Chlorine Taste and Smell

A common complaint from households that receive their drinking water from municipal water supplies, is experiencing a strong chlorine taste and smell. Some people are far more sensitive to water that has a chlorine taste and smell than others, and thus will detect this more readily.

Chlorine is added to municipal drinking water as a disinfectant to kill micro-organisms that could potentially pose a health risk to humans. While chlorine is thought to pose no health risks to humans in low doses, high levels of chlorine can cause eye and nose irritations; chlorine also dries out hair and skin, and can cause skin irritations in sensitive people. However, chlorine has the potential to combine with organic matter present in water to form byproducts that can pose a severe health risk to humans. Studies have shown that longterm exposure to high levels of chlorine can pose an increased risk of certain cancers – particularly colon, rectum, and bladder cancers – due to its carcinogenic properties.
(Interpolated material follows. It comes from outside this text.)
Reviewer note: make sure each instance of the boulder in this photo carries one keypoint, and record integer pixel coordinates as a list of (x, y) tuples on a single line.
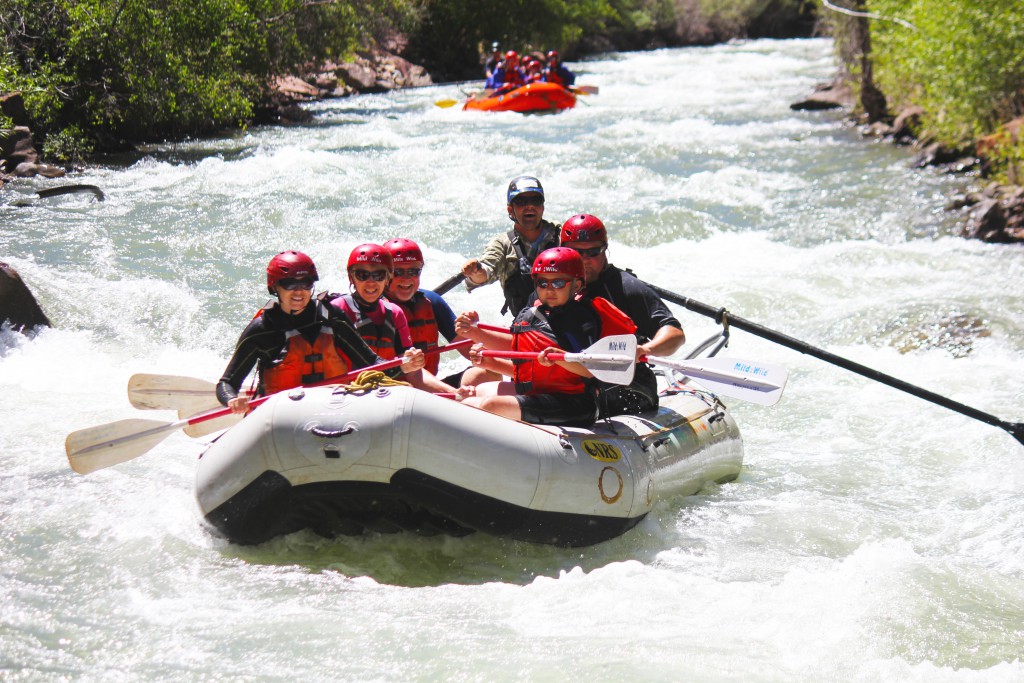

The World Health Organization has set a standard of 5 milligrams per liter for chlorine in drinking water. While the 4 milligrams per liter standard set by the US Environmental Protection Agency for chlorine in drinking water falls under that, this is rather high when compared to the average chlorine levels for drinking water in England and Wales, for example, which are typically only between 0.5 – 1.0 milligrams per liter.

Short of having your drinking water tested, higher than normal levels of chlorine can only be detected when a strong chlorine taste and smell is detected. A very strong chlorine taste and smell emitting from drinking water can not only make water unpalatable, it could also be an indicator of unsafe levels of chlorine in your drinking water.

Chlorine levels may be higher in your drinking water if your home is situated close to your water treatment plant. Water treatment facilities have to balance the dosage to ensure adequate disinfection of water servicing the remote end of the network, while at the same time remaining within the safety parameters as set by the EPA guidelines for chlorine levels in drinking water.

To reduce the likelihood of chlorine taste and smell symptoms putting you off drinking water, only use water from the cold tap for drinking. 

If you are sensitive to chlorine taste and smell symptoms in your drinking water, it is advisable to cool water that is to be used for drinking in a refrigerator, and to replace the container with fresh water daily. A carbon activated drinking water filter can also be used to remove chlorine taste and smells – this will not only remove the chlorine taste and smells to render your drinking water odorless, and make it taste great; but as it will filter out the chlorine chemicals, it will also give you peace of mind that the water you are drinking is safe to drink.